It’s the most common marketing advice offered to brands and businesses: be authentic!
But what does that mean in a world saturated by brands spending millions of pounds heeding this advice?
It’s actually poor advice. By definition it means that the alternative to authenticity is inauthenticity and nobody wants to be perceived as that anyway. So what on earth does it mean when PR agencies and marketers bang on incessantly about authenticity?
There’s a great article in PR Week this week written by Nicola Green, director of communications and reputation at Telefónica UK, in which she states:
“Creativity is all around us. But the creative idea without the foundation of authenticity is a bubble in the wind. Authenticity has to permeate everything we do.”
There’s a sort of ‘forced fun’ element to all this ‘authenticity’ vibe. If you have to ‘create’ or ‘develop’ an authentic brand is it really authentic?
Real people are at the heart of authenticity for me.
Often, meeting people you follow on Twitter is a bit like meeting Morrisssey*. You end up disappointed the reality doesn’t meet the myth. Many people adopt their own social media persona which is usually a tweak of their real life persona.
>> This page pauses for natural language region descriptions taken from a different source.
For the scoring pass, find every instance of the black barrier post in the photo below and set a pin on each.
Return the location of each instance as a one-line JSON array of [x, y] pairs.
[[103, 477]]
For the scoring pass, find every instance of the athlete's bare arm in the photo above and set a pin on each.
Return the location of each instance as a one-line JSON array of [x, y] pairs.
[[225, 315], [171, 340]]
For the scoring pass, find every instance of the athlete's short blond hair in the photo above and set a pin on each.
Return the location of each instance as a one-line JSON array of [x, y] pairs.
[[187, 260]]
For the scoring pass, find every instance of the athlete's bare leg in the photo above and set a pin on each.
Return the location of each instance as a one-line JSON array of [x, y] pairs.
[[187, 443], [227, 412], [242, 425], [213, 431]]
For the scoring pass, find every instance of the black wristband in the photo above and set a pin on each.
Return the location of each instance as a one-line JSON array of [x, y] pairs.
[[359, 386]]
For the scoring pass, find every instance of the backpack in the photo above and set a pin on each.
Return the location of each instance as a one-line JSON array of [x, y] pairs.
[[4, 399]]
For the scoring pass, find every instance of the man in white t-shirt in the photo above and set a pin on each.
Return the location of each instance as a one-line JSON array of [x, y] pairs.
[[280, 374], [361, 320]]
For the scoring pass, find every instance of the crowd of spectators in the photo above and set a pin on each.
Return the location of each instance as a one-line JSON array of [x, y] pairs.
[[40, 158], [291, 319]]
People who say their Twitter profile is the real ‘them’ are bending the truth. There’s usually a degree of self-editing going on in that they are actively projecting an image of themselves they want the world to see.
It’s the same in business. On Twitter you never see business folk experiencing the downs or the rages or the tears. It’s all platitudes, positivity and back-slapping. There’s nothing wrong with all this positivity and it clearly has commercial advantages but it’s hard to argue that it’s authentic.
The reality of life (and business) for most people is that you do occasionally have challenging days, doubts, insecurities and pain. As long as these times are outweighed by good times you’ll do fine.
So, next time you hear someone spouting off about the need to be ‘authentic’ – check out their own individual social media profile and see if they practice what they preach.
Saying authentic things doesn’t mean being authentic.
Now, that’s quite enough of authenticity for this year.
*I know this because I met him once in the health food shop next to the vegetarian cafe on Oxford Road in Altrincham. He was kind enough to sign my Strangeways here we come CD but it was an underwhelming experience.